In article <920629220811.21a51350 at sds.sdsc.edu> gribskov at SDSC.EDU (Michael Gribskov) writes:
>> It seems unlikely that such a matrix has been used with the
> Needleman-Wunsch algorithm. As you may recall, the NW algorithm (Needleman
> and Wunsch, J. Mol. Biol. 48, 443-453, 1970) does not use an affine gap
> cost, although they do suggest that the "penalty factor could be a function
> of the size and/or direction of the gap". NW requires a scoring table with
> all positive values since only the last row and column of the alignment
> matrix are examined for the maximum score. A scoring table with negative
> values is not guaranteed to give an optimum alignment with the NW
> algorithm. Note that needleman and Wuncsh refer to the position containing
> the maximum score as being in the first row or column since they build the
> alignment from N to C terminus, however they mean the last row or column
> calculated during the alignment. Since many sequences in the database have
> locally similar segments embedded in unrelated sequences (i.e. cases of
> partial homology or gene fusion), one wonders what kind of alignments would
I think you should all know that what is called "Needleman & Wunsch" is
an application of dynamic programming. Wagner et al. (JACM 1974) also found
the same algorithm and named it "string correction problem". In parallel
the engineers discover it too and called it "Viterbi's algorithm"
(I think?). This is a case of an algorithm which is likely to be
rediscovered again and again and be renamed each time. I do not blame
the authors, other than for not being familiar with combinatorial algorithms.
But all these algorithms are "dynamic programming" algorithms (known
maybe since WWII).
Dynamic programming used to match two strings with a given "cost" matrix
and a deletion penalty function finds the maximum sum of costs of any
possible alignment of the two strings.
All of these variations are possible:
(a) to anchor the matching at both ends
(b) to leave one end anchored and find the optimal second end
(c) to find the overall optimal match of any two subsequences
(d) to specify a deletion cost depedent on each amino acid
(e) to allow a linear gap penalty function (a+bk). (This is called
(f) the entries of the "cost" matrix are arbitrary real numbers
(no sign restriction whatsoever)
(g) you can minimize instead of maximizing the total cost.

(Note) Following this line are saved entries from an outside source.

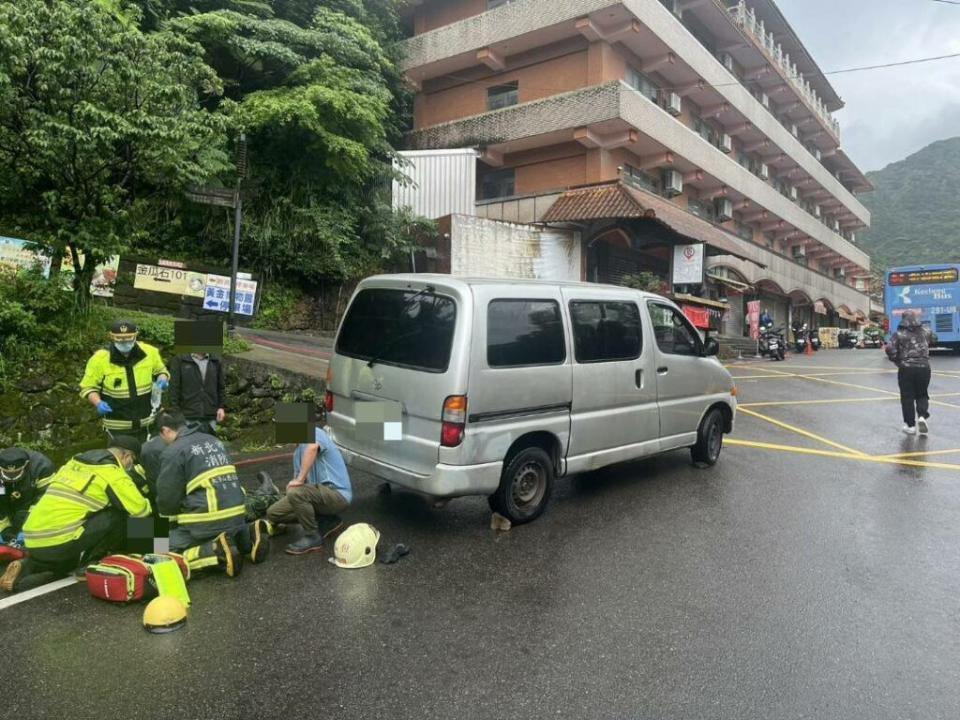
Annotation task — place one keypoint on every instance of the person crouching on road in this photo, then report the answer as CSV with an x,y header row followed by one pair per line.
x,y
119,381
198,489
909,349
318,493
80,517
24,475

(h) recover any one of the alignments which gives the optimal cost
(i) you can use an arbitrary concave gap-penalty function at
an increase in complexity (a log(n+m) factor, Webb and Myers).
All of these variations run in time proportional to m*n where
m and n are the lengths of the two sequences, and use space
proportional to min(m,n).
All these variations find the absolute maximum (ie. no approximations).
Notice that when the log-odds matrix is used, we maximize a sum of
logarithms of conditional probabilities, hence we maximize the
product of these probabilities, hence we find a maximum likelihood
alignment. People familiar with estimation theory will recognize
that this is an unbiased estimator.
In summary, I should have not used the term Needleman & Wunsch if you
are going to take such a narrow view of the algorithm. I should have
used the term "dynamic programming" (which is what I normally use).
Gaston H. Gonnet, Informatik, ETH, Zurich.